Peu de temps après le début du mouvement, les professeurs se sont réunis en conseils ou en assemblées de facultés. La première décision est, généralement, de décréter l'autonomie de leur établissement. Il s'agit d'affirmer solennellement une indépendance à l'égard de l'administration et du pouvoir central, devenus insupportables.

L'autonomie

Les universitaires se sentaient — à fort ou à raison — constamment bridés et humiliés par un ministère qui, estimaient-ils, décidait des réformes sans les y associer vraiment et refusait ensuite les moyens matériels de les appliquer. Les critiques dont étaient l'objet les universitaires — et souvent de la part du gouvernement lui-même — les ont mis dans une position d'humiliation qui s'exprime spontanément dans ces déclarations d'indépendance.

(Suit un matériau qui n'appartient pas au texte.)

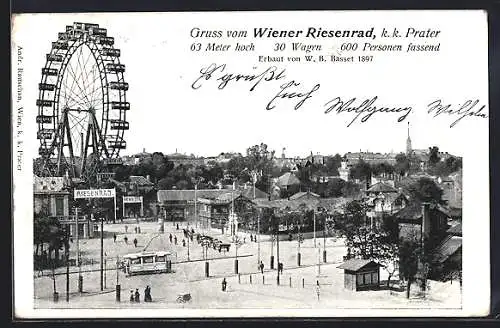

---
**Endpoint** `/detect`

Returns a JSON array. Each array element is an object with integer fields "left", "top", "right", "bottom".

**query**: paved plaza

[{"left": 34, "top": 221, "right": 460, "bottom": 309}]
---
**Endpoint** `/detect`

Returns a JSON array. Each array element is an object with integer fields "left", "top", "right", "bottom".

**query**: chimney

[{"left": 422, "top": 203, "right": 431, "bottom": 240}]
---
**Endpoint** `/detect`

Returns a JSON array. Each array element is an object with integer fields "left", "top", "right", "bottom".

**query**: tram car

[{"left": 122, "top": 251, "right": 172, "bottom": 276}]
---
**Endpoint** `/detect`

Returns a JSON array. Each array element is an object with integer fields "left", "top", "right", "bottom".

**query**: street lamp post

[
  {"left": 101, "top": 217, "right": 104, "bottom": 291},
  {"left": 276, "top": 214, "right": 280, "bottom": 285},
  {"left": 297, "top": 223, "right": 302, "bottom": 266},
  {"left": 323, "top": 213, "right": 326, "bottom": 263},
  {"left": 75, "top": 207, "right": 83, "bottom": 293},
  {"left": 313, "top": 209, "right": 316, "bottom": 248}
]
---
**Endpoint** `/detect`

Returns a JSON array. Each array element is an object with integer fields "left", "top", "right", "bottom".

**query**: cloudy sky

[{"left": 13, "top": 12, "right": 488, "bottom": 156}]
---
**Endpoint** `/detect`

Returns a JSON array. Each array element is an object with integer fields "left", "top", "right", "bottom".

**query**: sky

[
  {"left": 11, "top": 11, "right": 490, "bottom": 315},
  {"left": 13, "top": 12, "right": 488, "bottom": 156}
]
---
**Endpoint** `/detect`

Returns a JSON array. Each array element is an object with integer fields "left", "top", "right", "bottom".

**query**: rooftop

Un véritable vent de contestation et de remise en question s'abat en quelques jours sur l'Université. Dans chaque faculté, dans chaque école, dans chaque institut, d'innombrables discussions s'engagent, des constitutions, des chartes s'élaborent. On remet en cause la finalité de l'établissement, les programmes, les organismes de gestion, les relations pédagogiques entre maîtres et étudiants.

Ce travail se fait dans un style différent selon la nature des établissements : dans une optique résolument théorique et révolutionnaire dans les facultés des lettres, de façon plus pragmatique dans les facultés des sciences, plus légaliste dans celles de droit. Dans les facultés de médecine, où un travail considérable de réflexion est entrepris, on s'intéresse en premier chef à la lutte contre l'autocratie des grands patrons.

Les grandes écoles ne sont pas les dernières à poser leurs problèmes en termes politiques. Les élèves des écoles d'agronomie remettent en question la politique agricole du gouvernement et s'interrogent sur ce que serait leur rôle en tant que techniciens au service de cette politique. Les élèves architectes posent le problème du système foncier et immobilier en régime capitaliste.

Dans une première période, ces discussions et les décisions qui en ont résulté se sont situées dans le cadre de chaque établissement et ont donc été très hétéroclites. Les nombreuses assises nationales (ou états généraux) qui se sont tenues avant les vacances ont fait apparaître la grande diversité des directions prises et la difficulté qu'il y avait à établir des synthèses et dégager une ligne générale du mouvement.

Tensions et réactions

Par son caractère politique et parfois violent, le mouvement du mois de mai ne pouvait manquer de susciter des inquiétudes ou des réactions hostiles parmi les éléments conservateurs ou simplement modérés. La prise de la Sorbonne et son occupation pendant plus d'un mois par les groupes politiques d'extrême gauche, les drapeaux noirs et rouges, la propagande ouverte en faveur des thèses trotskistes, maoïstes ou castristes ont profondément choqué de nombreux professeurs. Si la liberté d'expression était officiellement proclamée par les étudiants, il était difficile, en cette période révolutionnaire, aux voix conservatrices de se faire entendre.

Dès le mois de juin, des universitaires, parmi lesquels Raymond Aron et la plupart de ceux que regroupe le syndicat autonome, demandaient à leurs collègues de ne pas collaborer aux commissions, qu'ils estimaient soumises au « terrorisme intellectuel » de l'extrême gauche, et de tout faire pour combattre un mouvement trop politisé.

Dans les lycées

Parti des universités, le mouvement de mai a aussitôt gagné les lycées. Les élèves ont été les premiers à passer à l'action, suivis par la majorité des professeurs qui se sont mis en grève. Le terrain avait été largement préparé par l'activité des CAL (Comités d'action lycéens).

Ils étaient apparus pour la première fois au grand jour en janvier, en organisant en plein Paris des manifestations de rue pour protester contre l'expulsion pour activités syndicales et politiques d'un élève du lycée Condorcet.

L'action des lycéens a consisté, d'une part, à participer activement aux manifestations du Quartier latin et aux barricades — voire à prendre l'initiative de certaines de ces manifestations —, d'autre part à occuper les établissements pour y organiser, avec l'aide de certains professeurs, des commissions sur les problèmes pédagogiques et politiques.